When do venustus cichlids start to color up? I have one that's probably around 3 1/2 to close to 4 inches in length and I keep on vacillating on whether or not it's male or female. I'm posting a couple pics because I really just don't know. There's absolutely no blue in the face as of yet but it does seem to have a small yellow streak on its head (can females have some yellow too?). What do you think?
Thanks!


















^it looks kinda grumpy in this one....


----------



## Wolffishin

I'd say that's a female.
My male Venustus had blue on his head and face at 2 1/2".


----------



## cichlidpastor

I've got the same issue. I have 2 that I bought when they were 2". Now they are 3.5". Nice looking, but not a hint of blue anywhere. I was hoping at least one was a male. But yours looks exactly like mine.


----------



## PiePuncher

The venustus can be a late bloomer and usually is. They usually don't show much color until around 4-5 inches. Some smaller specimens will show color if they are the dominate fish. You will start to see blue in lips and cheeks first when the fish begins to change. I believe my dominate male(8 inch) started showing at around 4-5 inches. With your pic and the size of your fish, it is tough to tell if male or female.. Venting.....


----------



## lmhollist

Isn't venting somewhat unreliable when a female is unmated?

Otherwise ... yes ... it could just be a late bloomer. It's definitely not the dominant fish in the tank at the moment. We ended up having to move it in with our Jack Dempseys (wince) a little while ago but now that my boyfriend and I have another 75 (we're going to move the jds into it) it's going to get new tankmates, possibly with some of our other haps or peacocks. So we'll have to see then, kind of depends on what fish we put it with as to whether or not it would be dominant.

On another note ... what would everyone's suggestions be for a species tank of venustus? We recently acquired a 150 gallon (72 in x 18 in). I kind of thought that maybe one male with 4 females wouldn't overload the tank too much ... but then I'm not really sure ... 
I've never seen a full grown venustus in person and while I know they get to be 10+ inches, I don't really know what would be a good ratio (or if it's even a good idea) for the tank.


----------



## DJRansome

Sounds like you have the right idea:
http://www.cichlid-forum.com/articles/n_venustus.php


----------



## cichlidpastor

I would like to think either one or both are late bloomer males, but I don't usually experience that kind of luck.

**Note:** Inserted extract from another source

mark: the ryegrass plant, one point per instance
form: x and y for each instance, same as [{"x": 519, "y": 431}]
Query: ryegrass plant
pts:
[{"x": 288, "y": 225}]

I am wondering about one thing though. One of the mine acts very "male." "He" is constantly chasing the other as if the other one was a female or a sub-dominant male. Or can female venustus do this as well, one establishing herself as alpha female? And would she do that with no male present?


----------



## Super Turtleman

I've heard of females being equally or even meaner than males at times, so I don't think that's a good tell-tale sign. It's just going to require some patience.

I recently brought home a trio from a fish auction and decided to try them in my 50G male peacock tank. Big mistake. Atleast 1 has to be a female cuz the tank exploded. Now I have them in my 140G hoping to figure out who the female and male are.


----------



## lmhollist

cichlidpastor said:


> I would like to think either one or both are late bloomer males, but I don't usually experience that kind of luck.


Who knows ... either way I guess we will both know eventually. I hope one of yours does turn out to be male! Some of them turn out to be really beautiful with those huge yellow blazes and blue faces!


----------